A typical fracturing – “fracking” – operation will use about a dozen pumps, each with as much horsepower as three Formula One racing cars, each mounted on the back of an 18-wheeler truck.

When they are pumping, they can raise the pressure in the well to the same level as on the seabed in 30,000 feet of water; deeper than almost any ocean on earth.

The capabilities and costs of those pumps, made by companies such as Weir Group of the UK and Gardner Denver of the US, are crucial factors for the North American shale revolution.

High-pressure pumping, combined with horizontal drilling to send wells a mile or more laterally away from the rig to open seams of oil and gas, has made possible production from reserves that were long known about but previously not financially viable as sources of production.

The techniques were first applied to natural gas, but in the past five years, as the price of gas slumped, they have been increasingly used to extract oil.

The result has been a surge in US crude production, which has risen more than 50 per cent in the past five years.

A question hangs over the US oil boom, however, in terms of its production costs. The effort required to squeeze the oil out of the rock, from which it will not naturally flow easily, means that shale production is relatively high cost, compared with the traditionally cheap-to-extract reserves of the Middle East.

The smaller and midsized US independent companies that have led the charge into shale oil, including Continental Resources, EOG Resources, Whiting Petroleum and Hess, have nevertheless been able to expand their production very rapidly, thanks to high crude prices of about $100 per barrel, and a steep decline in their costs.

In part, those falling costs have reflected the companies learning more about what is still a very new activity.
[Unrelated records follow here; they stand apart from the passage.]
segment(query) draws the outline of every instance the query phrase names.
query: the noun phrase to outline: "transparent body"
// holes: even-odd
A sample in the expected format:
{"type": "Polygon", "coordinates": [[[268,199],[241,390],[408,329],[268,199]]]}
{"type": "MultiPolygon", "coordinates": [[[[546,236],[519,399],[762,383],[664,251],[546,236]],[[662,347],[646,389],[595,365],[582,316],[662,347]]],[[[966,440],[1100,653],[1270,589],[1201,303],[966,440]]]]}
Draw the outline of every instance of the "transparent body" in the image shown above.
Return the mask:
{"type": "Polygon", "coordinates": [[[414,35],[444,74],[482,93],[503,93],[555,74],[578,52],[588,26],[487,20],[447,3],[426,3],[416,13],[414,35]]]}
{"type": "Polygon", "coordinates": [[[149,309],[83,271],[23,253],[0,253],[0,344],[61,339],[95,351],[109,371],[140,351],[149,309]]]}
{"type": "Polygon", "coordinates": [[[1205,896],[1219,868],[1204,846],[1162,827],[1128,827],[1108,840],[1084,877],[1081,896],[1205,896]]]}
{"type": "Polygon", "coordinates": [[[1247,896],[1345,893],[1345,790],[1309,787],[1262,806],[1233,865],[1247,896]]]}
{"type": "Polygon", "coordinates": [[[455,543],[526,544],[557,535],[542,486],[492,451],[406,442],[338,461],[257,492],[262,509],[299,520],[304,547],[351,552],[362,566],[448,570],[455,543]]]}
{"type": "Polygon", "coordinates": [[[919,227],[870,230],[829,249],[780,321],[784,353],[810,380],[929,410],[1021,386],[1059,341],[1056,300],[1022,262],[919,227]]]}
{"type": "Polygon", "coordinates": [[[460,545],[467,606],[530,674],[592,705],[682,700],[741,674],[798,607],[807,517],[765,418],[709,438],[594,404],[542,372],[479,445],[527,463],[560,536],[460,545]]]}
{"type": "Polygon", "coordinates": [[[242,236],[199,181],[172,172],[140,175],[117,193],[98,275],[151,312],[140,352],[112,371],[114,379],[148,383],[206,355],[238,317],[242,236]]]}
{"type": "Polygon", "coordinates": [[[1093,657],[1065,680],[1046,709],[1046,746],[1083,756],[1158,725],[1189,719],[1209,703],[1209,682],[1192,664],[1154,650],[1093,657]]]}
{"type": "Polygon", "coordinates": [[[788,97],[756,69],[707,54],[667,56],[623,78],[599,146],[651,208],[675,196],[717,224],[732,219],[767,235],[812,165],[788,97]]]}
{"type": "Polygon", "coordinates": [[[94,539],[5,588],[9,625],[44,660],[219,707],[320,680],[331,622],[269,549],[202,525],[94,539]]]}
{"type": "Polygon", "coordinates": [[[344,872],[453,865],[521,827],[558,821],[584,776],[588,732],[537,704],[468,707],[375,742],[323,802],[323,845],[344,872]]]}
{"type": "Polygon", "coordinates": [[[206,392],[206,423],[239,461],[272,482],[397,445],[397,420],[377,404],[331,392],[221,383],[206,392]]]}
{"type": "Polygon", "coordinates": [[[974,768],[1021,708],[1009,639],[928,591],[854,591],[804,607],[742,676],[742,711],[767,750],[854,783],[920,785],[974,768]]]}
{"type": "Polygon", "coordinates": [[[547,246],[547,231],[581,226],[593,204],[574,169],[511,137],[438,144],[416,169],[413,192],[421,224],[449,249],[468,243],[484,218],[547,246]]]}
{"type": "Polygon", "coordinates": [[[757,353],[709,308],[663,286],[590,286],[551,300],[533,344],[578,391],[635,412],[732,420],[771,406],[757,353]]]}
They are making remarkable technical advances, such as pushing the horizontal distance travelled by wells from one mile to two or more, and using a rig on a single site to drill multiple wells, rather than disassembling it and moving it to a different location every time.

That technical progress has meant that EOG, for example, says that it has been able to cut the average time it takes to drill a well in the Eagle Ford shale of Texas from 15 days in 2011 to less than 10 days in 2013.

On top of those productivity improvements, however, there has also been a very significant boost from overcapacity in the service industries.

In 2010-11, there was heavy investment in new pressure pumping capacity, as the leading fracking service companies such as Schlumberger, Halliburton, Baker Hughes and FTS International (formerly Frac Tech Services), positioned themselves for the boom they could see coming.

“Those were the gold rush years,” says Keith Cochrane, chief executive of Weir.

“Then in early 2012, it became very clear we had started to see a dramatic shift . . . We had a much more challenging environment for the supply chain, as the industry sought to adjust.”

While oil drilling boomed, drilling for gas slumped as prices hit a 10-year low. Equipment for drilling and fracking was shifted across from gas to oil but not enough to pick up all of the slack in the service industries.

PacWest, a consultancy, says that capacity utilisation for pressure pumping equipment dropped to just 74 per cent at the end of last year. As a result, prices for pumping services dropped an estimated 22 per cent between the first quarter of 2012 and the third quarter of 2013.

It was a rough time for service companies. Schlumberger’s North American operating profits fell 10 per cent last year, Halliburton’s by 26 per cent and Baker Hughes’ by 34 per cent. For producers, though, it was wonderful.

Now, however, prices have started to stabilise. Some of the excess capacity has been used up by the attrition of old equipment, and by being moved to new shale prospects now opening overseas. As the services companies report quarterly earnings over the coming week, they are expected to show better results and improving prospects for their North American operations.

The outlook depends in large part on what happens to gas production. Mr Cochrane suggests a catalyst could be the start of exports of liquefied natural gas from the first US projects set to come on stream over the next few years, which could lift prices and revive gas drilling. Gas producers’ gain, however, would be oil producers’ pain.

Christopher Robart of PacWest says: “Assuming that the price of oil stays strong, and the gas price strengthens too, then we will definitely start to see some competition for that capacity picking up, and that will be helpful to service prices.”

Analysts at Sanford Bernstein have argued that as the benefit of the service industry’s overcapacity goes away, and producers’ costs are falling more slowly, they will also face deteriorating productivity from their new wells, because they have drilled the best locations first.

The result could be higher costs per barrel, and a US shale oil industry that will be able to continue to grow only if crude prices rise higher.

It is possible that the US shale oil can continue to thrive only if shale gas continues to struggle.